We can actually take the lessons a step further and innovate with more India-specific templates. For example, the biggest killer infection in India which truly needs imaging for diagnosis and management is not Covid, but TB. TB treatment is often started on the basis of the radiology report. The ACR is really not the body which will introduce a TB-RADS lexicon. It is we Indian radiologists who need to take a cue from our Covid experience and develop something like that. You sure it’s active TB? Call it TB-RADS 5. Not sure about TB vs some other infection? Call it TB-RADS 3. You feel it is only TB sequela and not active TB; introduce a dedicated term in the RADS for that (TB-RADS Seq or TB-RADS 2S); this will save so much headache for thousands applying for a job in India and abroad. We can define specific descriptors and findings which help classify an X-ray or CT as TB-RADS 4 vs 5. I am sure other India-specific pathologies are also ripe for introducing similar lexicon.

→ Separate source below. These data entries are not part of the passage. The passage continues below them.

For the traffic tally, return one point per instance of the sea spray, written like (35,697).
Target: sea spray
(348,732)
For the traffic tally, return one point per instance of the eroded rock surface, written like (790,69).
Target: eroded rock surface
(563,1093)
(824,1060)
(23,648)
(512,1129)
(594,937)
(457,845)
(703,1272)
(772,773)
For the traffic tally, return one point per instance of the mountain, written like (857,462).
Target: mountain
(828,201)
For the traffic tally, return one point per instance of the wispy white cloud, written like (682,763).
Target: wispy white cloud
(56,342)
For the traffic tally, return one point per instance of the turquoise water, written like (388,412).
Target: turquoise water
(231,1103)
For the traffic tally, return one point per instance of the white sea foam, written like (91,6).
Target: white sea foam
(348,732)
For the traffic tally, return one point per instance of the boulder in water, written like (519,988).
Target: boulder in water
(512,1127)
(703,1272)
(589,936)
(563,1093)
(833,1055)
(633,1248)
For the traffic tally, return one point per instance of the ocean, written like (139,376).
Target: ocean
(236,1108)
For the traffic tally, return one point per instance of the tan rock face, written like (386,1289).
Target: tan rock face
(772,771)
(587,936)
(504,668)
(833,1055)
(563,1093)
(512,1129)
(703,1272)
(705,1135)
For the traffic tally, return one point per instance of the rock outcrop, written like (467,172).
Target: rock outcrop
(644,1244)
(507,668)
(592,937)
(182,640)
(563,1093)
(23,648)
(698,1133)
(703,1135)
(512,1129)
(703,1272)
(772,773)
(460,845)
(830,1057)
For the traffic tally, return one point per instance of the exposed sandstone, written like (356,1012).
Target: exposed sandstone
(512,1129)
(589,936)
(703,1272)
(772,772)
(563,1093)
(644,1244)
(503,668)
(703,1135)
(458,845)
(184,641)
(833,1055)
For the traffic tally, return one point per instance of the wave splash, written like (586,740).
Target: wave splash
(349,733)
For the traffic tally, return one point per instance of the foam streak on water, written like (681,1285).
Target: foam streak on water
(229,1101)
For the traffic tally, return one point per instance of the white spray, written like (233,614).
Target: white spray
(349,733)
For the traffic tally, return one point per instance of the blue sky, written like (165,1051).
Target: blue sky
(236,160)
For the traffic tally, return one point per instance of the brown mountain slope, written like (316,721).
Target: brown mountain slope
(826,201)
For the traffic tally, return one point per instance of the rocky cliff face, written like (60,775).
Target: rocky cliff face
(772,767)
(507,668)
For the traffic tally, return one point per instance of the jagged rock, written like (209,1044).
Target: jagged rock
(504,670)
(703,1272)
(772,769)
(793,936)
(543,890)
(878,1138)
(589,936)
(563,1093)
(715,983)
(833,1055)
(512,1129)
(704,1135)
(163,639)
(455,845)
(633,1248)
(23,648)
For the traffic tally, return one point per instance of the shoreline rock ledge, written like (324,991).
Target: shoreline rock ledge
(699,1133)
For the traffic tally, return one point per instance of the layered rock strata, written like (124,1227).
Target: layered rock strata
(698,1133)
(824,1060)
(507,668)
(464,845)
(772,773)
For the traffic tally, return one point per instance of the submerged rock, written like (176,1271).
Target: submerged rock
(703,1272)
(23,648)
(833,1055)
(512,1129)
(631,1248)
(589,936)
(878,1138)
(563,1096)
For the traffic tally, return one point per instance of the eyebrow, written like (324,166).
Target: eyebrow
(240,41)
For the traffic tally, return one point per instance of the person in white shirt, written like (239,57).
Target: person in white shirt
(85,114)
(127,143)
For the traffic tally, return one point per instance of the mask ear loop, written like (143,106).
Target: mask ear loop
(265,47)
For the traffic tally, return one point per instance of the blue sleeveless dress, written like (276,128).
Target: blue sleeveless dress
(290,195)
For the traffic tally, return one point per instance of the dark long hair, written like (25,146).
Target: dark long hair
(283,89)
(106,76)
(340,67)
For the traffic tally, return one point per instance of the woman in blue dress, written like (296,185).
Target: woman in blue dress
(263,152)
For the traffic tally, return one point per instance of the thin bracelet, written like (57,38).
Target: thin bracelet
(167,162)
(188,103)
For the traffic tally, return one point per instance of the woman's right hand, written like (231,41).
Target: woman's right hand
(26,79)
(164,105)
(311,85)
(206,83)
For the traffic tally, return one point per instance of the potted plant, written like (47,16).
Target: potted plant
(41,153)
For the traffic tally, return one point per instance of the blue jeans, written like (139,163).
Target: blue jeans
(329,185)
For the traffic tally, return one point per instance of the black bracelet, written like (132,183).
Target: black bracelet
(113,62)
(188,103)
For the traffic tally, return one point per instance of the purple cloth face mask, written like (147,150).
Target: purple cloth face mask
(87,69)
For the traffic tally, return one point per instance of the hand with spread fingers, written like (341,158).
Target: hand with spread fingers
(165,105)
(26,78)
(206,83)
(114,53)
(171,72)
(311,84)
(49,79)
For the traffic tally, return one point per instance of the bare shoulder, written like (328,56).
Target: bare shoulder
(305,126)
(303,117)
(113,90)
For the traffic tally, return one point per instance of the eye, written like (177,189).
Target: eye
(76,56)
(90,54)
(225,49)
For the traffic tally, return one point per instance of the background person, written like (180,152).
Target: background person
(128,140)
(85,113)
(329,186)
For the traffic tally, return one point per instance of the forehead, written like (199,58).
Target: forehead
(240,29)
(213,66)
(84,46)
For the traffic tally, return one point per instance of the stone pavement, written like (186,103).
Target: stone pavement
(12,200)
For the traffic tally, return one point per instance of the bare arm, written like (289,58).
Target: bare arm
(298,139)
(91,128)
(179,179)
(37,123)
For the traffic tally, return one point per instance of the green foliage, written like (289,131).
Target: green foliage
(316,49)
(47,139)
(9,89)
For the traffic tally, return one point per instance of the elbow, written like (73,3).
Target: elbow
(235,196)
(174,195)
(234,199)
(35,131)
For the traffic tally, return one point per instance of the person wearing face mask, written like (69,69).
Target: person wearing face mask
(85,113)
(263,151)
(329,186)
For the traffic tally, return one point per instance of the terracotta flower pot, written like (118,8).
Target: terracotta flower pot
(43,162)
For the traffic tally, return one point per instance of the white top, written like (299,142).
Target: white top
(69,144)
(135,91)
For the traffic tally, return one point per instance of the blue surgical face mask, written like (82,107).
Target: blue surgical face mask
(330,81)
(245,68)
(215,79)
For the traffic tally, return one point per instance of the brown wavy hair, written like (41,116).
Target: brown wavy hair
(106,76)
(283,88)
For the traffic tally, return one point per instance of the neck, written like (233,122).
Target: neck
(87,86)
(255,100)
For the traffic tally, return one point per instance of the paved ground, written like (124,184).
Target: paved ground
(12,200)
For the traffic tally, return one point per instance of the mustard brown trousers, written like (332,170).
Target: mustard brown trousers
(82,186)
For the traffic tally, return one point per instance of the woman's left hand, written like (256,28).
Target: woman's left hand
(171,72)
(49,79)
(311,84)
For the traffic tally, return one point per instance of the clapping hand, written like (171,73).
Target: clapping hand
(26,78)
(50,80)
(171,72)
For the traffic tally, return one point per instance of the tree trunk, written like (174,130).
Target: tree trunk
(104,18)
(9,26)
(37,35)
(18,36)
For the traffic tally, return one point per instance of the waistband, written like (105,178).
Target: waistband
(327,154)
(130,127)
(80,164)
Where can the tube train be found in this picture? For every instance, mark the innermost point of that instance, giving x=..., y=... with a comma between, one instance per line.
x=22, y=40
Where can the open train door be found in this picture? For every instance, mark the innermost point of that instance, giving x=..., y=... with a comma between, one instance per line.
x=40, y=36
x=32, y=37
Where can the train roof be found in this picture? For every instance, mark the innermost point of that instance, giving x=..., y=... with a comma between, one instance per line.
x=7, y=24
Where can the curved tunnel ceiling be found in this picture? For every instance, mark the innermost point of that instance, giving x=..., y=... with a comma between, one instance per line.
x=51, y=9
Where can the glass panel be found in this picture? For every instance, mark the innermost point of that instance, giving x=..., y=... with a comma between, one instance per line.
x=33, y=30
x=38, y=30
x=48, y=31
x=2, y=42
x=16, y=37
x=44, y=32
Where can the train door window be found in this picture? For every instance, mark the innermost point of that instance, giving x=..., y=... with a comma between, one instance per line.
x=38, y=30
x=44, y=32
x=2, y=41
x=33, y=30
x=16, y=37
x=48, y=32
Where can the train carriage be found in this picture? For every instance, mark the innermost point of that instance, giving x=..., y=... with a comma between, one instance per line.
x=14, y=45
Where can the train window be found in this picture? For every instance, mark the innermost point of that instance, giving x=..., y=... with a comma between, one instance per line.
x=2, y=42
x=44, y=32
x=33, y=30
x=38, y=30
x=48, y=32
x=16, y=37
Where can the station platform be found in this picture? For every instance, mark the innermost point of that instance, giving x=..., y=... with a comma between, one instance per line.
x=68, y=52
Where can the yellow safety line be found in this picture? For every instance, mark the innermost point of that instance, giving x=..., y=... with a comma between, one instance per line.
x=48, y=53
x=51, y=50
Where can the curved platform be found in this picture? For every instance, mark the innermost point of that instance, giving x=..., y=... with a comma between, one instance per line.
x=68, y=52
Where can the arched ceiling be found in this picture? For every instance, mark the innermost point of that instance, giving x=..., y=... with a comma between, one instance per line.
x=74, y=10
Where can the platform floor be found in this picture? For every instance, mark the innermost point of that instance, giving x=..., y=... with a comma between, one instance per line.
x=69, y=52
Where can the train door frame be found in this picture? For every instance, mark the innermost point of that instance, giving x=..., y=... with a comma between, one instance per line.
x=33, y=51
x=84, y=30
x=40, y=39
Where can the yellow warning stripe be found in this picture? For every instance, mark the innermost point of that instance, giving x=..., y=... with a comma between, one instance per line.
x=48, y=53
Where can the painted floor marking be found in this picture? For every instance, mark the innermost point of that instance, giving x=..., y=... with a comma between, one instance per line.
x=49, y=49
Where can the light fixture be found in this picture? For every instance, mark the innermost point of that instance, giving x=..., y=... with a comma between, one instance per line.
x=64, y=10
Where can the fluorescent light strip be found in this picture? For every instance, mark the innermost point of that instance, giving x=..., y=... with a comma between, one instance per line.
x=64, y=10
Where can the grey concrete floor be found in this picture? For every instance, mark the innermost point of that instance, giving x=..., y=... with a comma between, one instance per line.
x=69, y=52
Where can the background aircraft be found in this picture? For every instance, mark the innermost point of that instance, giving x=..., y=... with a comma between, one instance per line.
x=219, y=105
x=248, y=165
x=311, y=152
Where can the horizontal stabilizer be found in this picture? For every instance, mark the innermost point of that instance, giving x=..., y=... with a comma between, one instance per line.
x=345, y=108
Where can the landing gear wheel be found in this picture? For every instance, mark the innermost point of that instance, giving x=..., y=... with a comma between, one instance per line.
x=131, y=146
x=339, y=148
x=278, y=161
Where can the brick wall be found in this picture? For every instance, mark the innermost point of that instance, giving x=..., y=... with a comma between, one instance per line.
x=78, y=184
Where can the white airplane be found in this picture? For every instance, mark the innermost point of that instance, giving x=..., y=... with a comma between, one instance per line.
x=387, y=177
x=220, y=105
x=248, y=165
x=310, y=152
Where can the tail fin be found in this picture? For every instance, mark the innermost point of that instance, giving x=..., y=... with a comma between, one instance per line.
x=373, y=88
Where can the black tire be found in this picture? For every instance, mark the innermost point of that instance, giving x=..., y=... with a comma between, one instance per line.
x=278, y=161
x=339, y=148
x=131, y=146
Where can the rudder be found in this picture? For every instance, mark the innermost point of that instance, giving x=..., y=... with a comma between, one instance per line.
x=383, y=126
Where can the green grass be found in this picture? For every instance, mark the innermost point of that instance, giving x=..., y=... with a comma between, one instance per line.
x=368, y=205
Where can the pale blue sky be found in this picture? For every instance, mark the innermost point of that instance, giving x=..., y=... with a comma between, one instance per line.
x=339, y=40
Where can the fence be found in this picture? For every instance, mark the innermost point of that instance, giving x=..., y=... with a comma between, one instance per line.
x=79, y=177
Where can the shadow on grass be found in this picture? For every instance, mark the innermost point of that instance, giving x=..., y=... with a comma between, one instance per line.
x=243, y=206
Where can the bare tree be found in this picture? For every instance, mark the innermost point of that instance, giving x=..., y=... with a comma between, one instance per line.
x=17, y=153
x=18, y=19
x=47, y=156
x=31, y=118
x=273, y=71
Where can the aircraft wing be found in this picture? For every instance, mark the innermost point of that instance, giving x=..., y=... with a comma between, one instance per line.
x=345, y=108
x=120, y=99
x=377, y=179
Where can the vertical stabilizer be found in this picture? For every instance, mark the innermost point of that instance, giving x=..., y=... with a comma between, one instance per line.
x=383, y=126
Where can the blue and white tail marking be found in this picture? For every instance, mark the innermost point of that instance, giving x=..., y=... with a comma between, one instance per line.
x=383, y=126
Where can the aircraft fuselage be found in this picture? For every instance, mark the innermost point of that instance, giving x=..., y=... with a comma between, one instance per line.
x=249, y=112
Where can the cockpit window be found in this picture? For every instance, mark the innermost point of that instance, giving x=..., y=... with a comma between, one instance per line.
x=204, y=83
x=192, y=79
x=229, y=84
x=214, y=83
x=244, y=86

But we should not stop there either. The actual fact is that most Covid management in India (including the rampant CT use and the polypharmacy) was a combination of ‘experience’-based, ‘gut-feeling’ based and ‘what’s-the-harm’ based medicine; evidence-based medicine had pretty much gone for a toss. For example, despite the widespread use of CT score for Covid management, we still don’t know whether this was actually beneficial to the patients. For example, as per national and international guidelines, steroids should be started in Covid patients only once they develop hypoxia. Starting them early in mild Covid patients actually worsens outcomes, as steroids suppress the patient’s immunity. Given these facts, the logical question to ask is whether there is a subset of patients who are not hypoxic but have moderate lung involvement on CT who will benefit from steroids, or is even this practice harmful? If beneficial, at what cut-off are steorids useful – 12 or 15 or 18? Unfortunately, no trial was designed in India to answer this very important question. Moreover, the fact is that most experts both in India and abroad believe that the CT score should not be used to start steroids. But without trials, we cannot prove or disprove them. We simply must acknowledge this missed opportunity. Despite the widespread use of CT, we published barely a handful of papers on CT and Covid in high impact factor international journals (compare this with the number of papers published from say China in Radiology!). I am sure the Indian medical community can act with more scientific temperament than this in the future.
Since it’s the new year, let us have all of this on our 2022 wishlist – that we not only widely adopt established structured templates, but also work with scientific rigour to create, validate and adopt India-specific lexicon, thus positively impacting patient care. If we have truly learnt our lessons from our Covid experience, I am sure we can do this!